What: England vs. Algeria, Group C, Matchday 2
When: Friday, June 18, 2010, 2:30 pm ET
Where: Cape Town Stadium, Cape Town
TV: ESPN, Univisión
Three points. That’s what the English have in mind. In fact, a win is nearly a must for the Three Lions in the wake of their draw with the United States. Otherwise, their chances of advancing become thinner than Peter Crouch’s legs. Clearly England are better than Algeria, man for man, but then again, that’s what was said about the England-USA match.
And the North Africans, who put up an unexpectedly tough fight against Slovenia in their first game, need points themselves if they are to have any hope. They are massive underdogs, but considering the defensive struggles England are facing, could an upset be in the making?
Coach Fabio Capello has spent the past few days distracting any criticism—and debate, to some extent—with talk about superficial things. First, he blamed the ball for Robert Green’s gaffe, calling the Jabulani the “worst ball that I have seen in my life.” Then he got into a he said/he said spat with Franz Beckenbauer, who slammed England’s play against the US for its “kick and rush” style. Capello retorted: “It is easy to speak about a team when you sit in the stand.”
WATCH: ENGLAND VS. USA RECAP
But for Capello, there are more serious matters to attend to. Will Green start or will David James go into the net? With center back Ledley King ruled out through injury, will Jamie Carragher step in or will Capello go with Matthew Upson? Most likely, it will be the former, though fans at home are clamoring for the latter.
Gareth Barry, now healthy, is set to start in the midfield, replacing James Milner. But the key will be getting Wayne Rooney (WATCH: Rooney profile) into the game. The Manchester United star was invisible against the US, but is feeling sure of himself and the team, saying, “I am confident we can do well and sure we can qualify from this group for the next round.”
“I am not afraid of Rooney,” Algeria defender Rafik Halliche said on Thursday. “I'm not afraid of any Englishman. I’m a grown up and a tough boy.”
Big talk from the Desert Foxes won’t be enough to stop England, that’s for sure. But, like the US, Algeria’s mentality will be the key. They were unlucky not to earn a point against Slovenia, giving up a goal on a goalkeeping error. But they can take positives from creating several clear scoring chances, particularly from their left flank, where Karim Ziani and Nadir Belhadj attacked continually.

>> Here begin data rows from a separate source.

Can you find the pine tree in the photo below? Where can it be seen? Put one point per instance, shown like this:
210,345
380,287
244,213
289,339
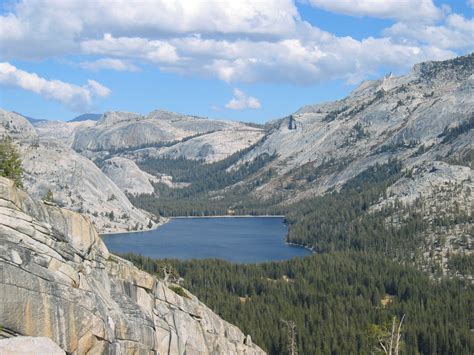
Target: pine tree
10,162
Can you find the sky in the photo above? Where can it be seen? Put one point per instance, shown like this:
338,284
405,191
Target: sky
247,60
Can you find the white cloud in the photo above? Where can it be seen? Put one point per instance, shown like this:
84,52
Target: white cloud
152,50
109,63
235,41
242,101
38,29
408,10
456,33
77,98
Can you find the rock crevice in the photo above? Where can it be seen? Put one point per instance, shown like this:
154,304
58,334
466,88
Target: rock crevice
58,280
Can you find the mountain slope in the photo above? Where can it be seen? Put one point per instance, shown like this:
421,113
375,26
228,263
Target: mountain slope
121,130
58,280
74,180
406,118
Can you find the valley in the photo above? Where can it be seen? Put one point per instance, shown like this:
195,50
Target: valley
378,184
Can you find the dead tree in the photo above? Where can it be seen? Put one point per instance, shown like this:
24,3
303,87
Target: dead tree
291,326
390,344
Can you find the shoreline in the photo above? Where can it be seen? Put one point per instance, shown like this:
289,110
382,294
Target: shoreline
230,216
157,225
300,246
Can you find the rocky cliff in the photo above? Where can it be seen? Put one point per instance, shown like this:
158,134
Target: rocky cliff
120,131
75,181
58,280
420,117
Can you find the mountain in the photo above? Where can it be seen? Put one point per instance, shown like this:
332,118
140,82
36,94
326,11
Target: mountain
398,149
122,131
86,117
75,181
58,280
405,118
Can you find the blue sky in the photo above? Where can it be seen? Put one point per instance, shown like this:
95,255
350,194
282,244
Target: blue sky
243,60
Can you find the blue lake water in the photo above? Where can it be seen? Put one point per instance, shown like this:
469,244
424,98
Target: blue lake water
243,240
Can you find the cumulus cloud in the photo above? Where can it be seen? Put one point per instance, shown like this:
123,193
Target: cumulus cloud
77,98
455,33
243,41
153,50
412,10
109,63
242,101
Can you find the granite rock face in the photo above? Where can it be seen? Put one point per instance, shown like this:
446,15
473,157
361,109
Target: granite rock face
124,130
58,280
29,346
404,117
75,181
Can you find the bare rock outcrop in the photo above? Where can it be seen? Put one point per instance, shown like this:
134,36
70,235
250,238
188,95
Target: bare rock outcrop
75,181
58,280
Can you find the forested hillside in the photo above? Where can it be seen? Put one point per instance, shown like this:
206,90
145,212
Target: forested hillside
341,302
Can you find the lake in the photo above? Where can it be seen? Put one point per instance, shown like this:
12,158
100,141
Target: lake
236,239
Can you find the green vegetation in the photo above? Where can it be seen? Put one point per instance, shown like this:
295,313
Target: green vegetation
214,188
10,161
178,290
48,197
337,300
344,298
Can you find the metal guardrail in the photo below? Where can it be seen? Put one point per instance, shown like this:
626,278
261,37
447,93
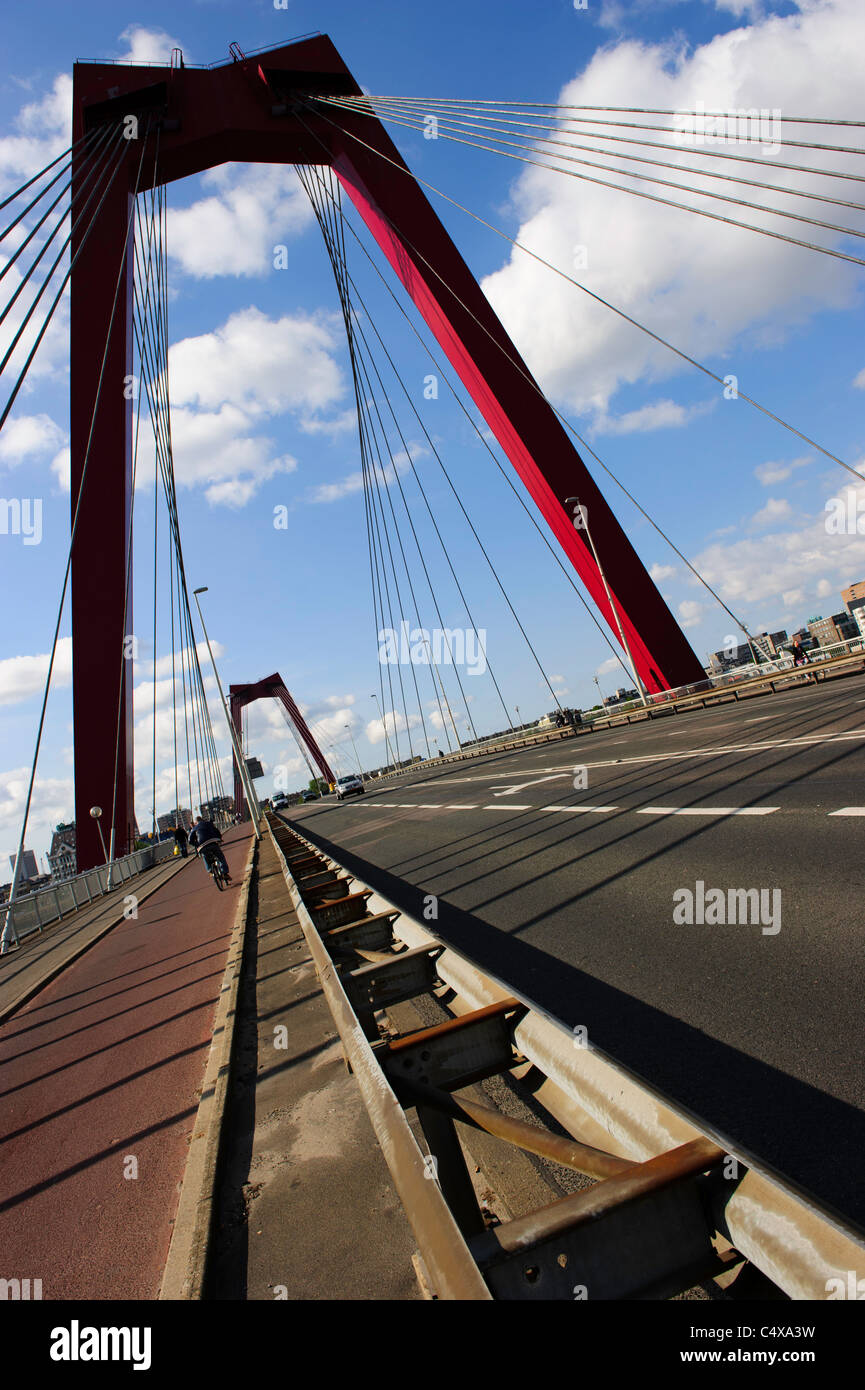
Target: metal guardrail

WATCH: SLOVENIA VS. ALGERIA RECAP
Coach Rabah Saadane appears set to continue with the same starting XI as faced Slovenia, though a decision will have to be made at game time about goalkeeper Faouzi Chaouchi, who sprained his knee in training on Tuesday. The Algerians will also be without Abdelkader Ghezzal (WATCH: Ghezzal profile), who was sent off against Slovenia after subbing on in the second half.
But most importantly, Saadane is looking for a frame of mind that could spring a surprise on England.
“England have their backs to the wall,” Saadane said in his prematch press conference. “We have nothing to lose and everything to win.”
England: Gareth Barry. The Manchester City holding midfielder, struggling with an ankle injury, was left out against the Yanks. Now he’s back, and his tough-minded defensive presence should allow Gerrard to attack more.
Algeria: Karim Ziani. Quick and clever, Ziani provided a fearless dynamism against Slovenia and should’ve been rewarded for his impulses with a goal. Versus England, the Wolfsburg midfielder will look to get after Glen Johnson, no easy task.
This is a match England should run away with. Their talent and experience provide them with all the weapons they need. But it won’t be as easy as some observers—and most English fans—make it out to be.